There’s been a right grinchy mood in Canada lately over a facet of seasonal celebration. I say seasonal because it isn’t necessarily specific to Christmas but is instead a piece of pop culture that is part of the secular culture surrounding the holiday season.
The song Baby It’s Cold Outside has faced criticism in recent years for lyrics which some believe implies non-consensual sexual behavior and date rape. I’m not going to analyze those allegations because it’s already been done extensively, and by people far more qualified than me.
However, the accusations that the song is about those unacceptable behaviors led to the government-owned Canadian Broadcasting Corporation (CBC) banning it from airplay on its radio and online networks on December 4. Rogers Media, which owns 52 private radio stations across the country also decided the song would not be played.
Public outcry towards the CBC was swift. There were accusations of censorship, out-of-control-political correctness, and liberal bias. On December 11, the network announced Baby It’s Cold Outside would return to the airwaves. Rogers, which relies on advertising revenue, and not taxpayer funding, to stay in business, has not relented.
The most prominent Canadian performer of Baby It’s Cold Outside is Michael Bublé in his duet with American actress Idina Menzel.
Similar swirlings of rage have surfaced in recent days over the allegations made by some that Rudolph the Red-Nosed Reindeer encourages discrimination and bullying. The CBC has the Canadian broadcasting rights to the classic 1964 stop-motion animated special based on the song, narrated by Burl Ives.
Even though the program was originally produced for NBC, half of the rest of the cast of voices on that special were Toronto-based actors and announcers who were staples of CBC productions in the 1960s.
Aside from the concerns about not-so-appropriate behavior, Baby It’s Cold Outside is unlikable as a Christmas song for another reason.
It has zilch to do with Christmas or the holiday season. It’s about winter weather and a couple at some guy’s home. Change the words around to include references to heat and sun, and the same idea could be used in a song about a hot night in July.
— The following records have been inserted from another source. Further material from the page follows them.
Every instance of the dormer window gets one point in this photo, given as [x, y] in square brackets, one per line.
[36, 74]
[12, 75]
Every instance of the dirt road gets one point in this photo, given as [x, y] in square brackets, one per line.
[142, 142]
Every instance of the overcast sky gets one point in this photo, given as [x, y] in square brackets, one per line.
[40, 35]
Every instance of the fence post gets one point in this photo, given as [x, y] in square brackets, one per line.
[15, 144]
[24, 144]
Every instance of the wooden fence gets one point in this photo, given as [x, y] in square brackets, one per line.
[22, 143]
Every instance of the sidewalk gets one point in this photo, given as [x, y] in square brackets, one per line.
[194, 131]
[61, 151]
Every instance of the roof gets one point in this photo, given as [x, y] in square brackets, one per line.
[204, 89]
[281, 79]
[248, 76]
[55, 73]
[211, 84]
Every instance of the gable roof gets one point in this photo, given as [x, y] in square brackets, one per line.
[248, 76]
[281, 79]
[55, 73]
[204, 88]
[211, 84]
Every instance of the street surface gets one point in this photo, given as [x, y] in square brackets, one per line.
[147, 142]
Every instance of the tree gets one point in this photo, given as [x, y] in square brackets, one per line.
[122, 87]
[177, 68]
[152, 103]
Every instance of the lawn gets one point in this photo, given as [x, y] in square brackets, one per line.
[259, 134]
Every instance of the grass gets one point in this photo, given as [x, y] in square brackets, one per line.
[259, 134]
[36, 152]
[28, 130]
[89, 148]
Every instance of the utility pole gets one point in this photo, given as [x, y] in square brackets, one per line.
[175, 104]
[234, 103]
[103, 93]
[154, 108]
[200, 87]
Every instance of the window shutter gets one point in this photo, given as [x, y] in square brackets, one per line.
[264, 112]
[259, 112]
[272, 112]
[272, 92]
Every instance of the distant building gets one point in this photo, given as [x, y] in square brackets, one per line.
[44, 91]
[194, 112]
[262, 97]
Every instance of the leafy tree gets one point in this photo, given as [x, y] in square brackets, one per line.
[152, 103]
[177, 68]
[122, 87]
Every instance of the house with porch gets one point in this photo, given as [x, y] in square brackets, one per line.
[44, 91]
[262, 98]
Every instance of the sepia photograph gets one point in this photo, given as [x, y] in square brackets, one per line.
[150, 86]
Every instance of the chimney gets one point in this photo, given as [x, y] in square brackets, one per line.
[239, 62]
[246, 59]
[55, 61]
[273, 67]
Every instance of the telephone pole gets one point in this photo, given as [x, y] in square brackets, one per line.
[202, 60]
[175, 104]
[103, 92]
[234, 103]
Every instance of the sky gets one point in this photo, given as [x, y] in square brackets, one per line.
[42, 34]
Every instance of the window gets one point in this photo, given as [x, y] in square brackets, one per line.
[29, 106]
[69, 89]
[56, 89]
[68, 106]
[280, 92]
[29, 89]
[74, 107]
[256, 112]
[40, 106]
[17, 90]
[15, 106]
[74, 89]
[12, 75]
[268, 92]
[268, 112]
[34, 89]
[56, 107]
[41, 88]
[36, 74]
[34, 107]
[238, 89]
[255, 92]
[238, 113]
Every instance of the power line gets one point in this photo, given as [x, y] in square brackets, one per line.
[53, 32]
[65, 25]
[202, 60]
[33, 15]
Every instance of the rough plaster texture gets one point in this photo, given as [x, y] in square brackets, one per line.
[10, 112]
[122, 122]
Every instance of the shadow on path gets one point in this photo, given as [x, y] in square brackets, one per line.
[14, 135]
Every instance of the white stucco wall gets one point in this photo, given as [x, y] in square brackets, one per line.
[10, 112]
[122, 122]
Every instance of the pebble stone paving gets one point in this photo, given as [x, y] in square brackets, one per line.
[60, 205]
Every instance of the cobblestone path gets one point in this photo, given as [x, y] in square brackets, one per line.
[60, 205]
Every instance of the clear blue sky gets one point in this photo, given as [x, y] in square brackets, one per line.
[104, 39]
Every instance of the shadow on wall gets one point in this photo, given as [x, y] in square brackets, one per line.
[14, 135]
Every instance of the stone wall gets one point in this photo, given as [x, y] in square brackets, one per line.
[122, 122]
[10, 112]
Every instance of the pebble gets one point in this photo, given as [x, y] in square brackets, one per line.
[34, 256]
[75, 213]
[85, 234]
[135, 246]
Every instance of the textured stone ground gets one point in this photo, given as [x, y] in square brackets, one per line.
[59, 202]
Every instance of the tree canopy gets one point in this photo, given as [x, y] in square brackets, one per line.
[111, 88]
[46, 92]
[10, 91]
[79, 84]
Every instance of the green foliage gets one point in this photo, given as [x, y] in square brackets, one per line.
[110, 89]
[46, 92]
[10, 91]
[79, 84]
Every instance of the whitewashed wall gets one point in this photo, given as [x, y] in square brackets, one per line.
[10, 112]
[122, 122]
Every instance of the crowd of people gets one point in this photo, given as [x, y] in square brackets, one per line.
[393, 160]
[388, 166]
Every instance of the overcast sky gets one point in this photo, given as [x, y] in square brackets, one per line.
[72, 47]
Of course, in December, snow and cold temperatures are an exciting and magical thing. By the end of January, any radio station that plays songs that make winter weather sound cute is risking its ratings and a complaint to federal regulators.
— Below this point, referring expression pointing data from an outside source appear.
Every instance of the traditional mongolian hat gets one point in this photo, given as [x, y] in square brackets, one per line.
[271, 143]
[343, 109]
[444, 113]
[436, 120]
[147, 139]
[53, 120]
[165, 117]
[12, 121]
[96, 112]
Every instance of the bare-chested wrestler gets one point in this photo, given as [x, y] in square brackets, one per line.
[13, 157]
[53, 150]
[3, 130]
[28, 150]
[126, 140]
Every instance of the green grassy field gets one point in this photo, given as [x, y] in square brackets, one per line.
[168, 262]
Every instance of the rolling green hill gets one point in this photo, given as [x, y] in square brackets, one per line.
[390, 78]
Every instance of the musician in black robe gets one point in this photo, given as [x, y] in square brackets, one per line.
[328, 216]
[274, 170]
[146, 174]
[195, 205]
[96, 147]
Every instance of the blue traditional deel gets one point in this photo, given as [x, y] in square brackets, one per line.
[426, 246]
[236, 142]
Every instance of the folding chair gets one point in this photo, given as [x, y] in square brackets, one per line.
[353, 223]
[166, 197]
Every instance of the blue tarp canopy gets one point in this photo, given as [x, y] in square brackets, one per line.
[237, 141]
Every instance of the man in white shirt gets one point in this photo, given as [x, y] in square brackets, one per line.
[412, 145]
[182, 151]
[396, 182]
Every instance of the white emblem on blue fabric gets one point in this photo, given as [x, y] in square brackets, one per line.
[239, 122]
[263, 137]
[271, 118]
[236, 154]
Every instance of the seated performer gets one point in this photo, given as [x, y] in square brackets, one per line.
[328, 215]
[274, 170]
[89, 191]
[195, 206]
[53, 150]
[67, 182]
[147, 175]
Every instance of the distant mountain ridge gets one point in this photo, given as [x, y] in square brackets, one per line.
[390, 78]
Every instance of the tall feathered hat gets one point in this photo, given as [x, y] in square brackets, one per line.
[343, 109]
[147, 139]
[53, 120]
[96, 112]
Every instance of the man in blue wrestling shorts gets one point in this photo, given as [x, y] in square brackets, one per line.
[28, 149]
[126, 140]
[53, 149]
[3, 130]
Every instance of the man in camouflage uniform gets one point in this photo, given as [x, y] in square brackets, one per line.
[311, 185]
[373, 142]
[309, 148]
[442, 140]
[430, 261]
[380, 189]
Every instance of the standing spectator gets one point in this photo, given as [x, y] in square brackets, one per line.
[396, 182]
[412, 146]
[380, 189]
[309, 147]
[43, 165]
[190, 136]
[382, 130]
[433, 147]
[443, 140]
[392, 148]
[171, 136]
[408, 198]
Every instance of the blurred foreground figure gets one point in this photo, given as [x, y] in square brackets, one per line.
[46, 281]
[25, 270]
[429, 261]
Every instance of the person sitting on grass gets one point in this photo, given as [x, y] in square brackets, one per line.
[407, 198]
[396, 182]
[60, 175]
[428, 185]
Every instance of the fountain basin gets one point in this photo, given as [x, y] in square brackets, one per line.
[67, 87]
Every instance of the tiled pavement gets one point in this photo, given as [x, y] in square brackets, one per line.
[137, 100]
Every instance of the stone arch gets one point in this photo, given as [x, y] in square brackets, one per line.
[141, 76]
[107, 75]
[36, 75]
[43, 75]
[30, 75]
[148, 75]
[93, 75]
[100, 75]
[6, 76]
Baby It’s Cold Outside was written in 1944 by Frank Loesser and was meant to be a duet he would perform with his wife at their housewarming party in New York. It didn’t gain popularity until 1949 when it was used in the film Neptune’s Daughter, twice. Once as a duet between Ricardo Montalban (later known for pitching the “soft Corinthian leather” of a Chrysler Cordoba) and Esther Williams, and the second time by Betty Garrett (later Archie Bunker’s liberal neighbor Irene Lorenzo) and comic Red Skelton. Ironically, the song got used as a replacement for (I’d Like to Get You on) A Slow Boat to China, another Loesser-penned song that censors thought was inappropriate.
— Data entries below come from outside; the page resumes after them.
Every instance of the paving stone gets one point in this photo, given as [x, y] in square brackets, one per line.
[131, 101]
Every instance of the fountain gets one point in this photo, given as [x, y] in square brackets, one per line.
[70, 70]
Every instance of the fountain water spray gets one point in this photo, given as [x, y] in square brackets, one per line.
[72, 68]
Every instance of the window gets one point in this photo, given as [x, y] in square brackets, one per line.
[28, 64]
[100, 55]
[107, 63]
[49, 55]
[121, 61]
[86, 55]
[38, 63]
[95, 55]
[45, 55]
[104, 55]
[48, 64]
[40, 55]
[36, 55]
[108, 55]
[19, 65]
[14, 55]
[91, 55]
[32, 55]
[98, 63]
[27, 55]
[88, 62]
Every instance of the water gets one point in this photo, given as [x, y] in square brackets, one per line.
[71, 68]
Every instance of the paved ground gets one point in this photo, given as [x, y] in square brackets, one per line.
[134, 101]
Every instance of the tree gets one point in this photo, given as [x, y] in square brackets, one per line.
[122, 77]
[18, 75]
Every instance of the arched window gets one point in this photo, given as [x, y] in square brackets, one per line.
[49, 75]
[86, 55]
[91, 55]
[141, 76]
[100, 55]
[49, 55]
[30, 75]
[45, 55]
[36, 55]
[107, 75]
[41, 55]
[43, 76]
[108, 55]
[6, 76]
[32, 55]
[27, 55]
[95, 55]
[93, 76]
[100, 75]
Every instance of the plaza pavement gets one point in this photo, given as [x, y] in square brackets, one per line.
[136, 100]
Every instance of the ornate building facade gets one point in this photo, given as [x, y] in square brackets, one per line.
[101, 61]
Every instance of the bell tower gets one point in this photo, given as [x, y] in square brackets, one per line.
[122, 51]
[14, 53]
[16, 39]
Neptune’s Daughter was not a Christmas film and it took place in California.
A totally un-Christmassy song like Baby It’s Cold Outside is among many others from the 1940s and 1950s that are associated with the holidays but are not much more than happy ditties about winter weather and romance. Winter Wonderland, It’s a Marshmallow World in the Winter and Sleigh Ride are other examples. They have a common theme of relationships based on meteorology.
I always thought that secular Christmas music was written to make people happy (and to make songwriters and performers money). Clearly, at least one song is not causing universal holiday happiness.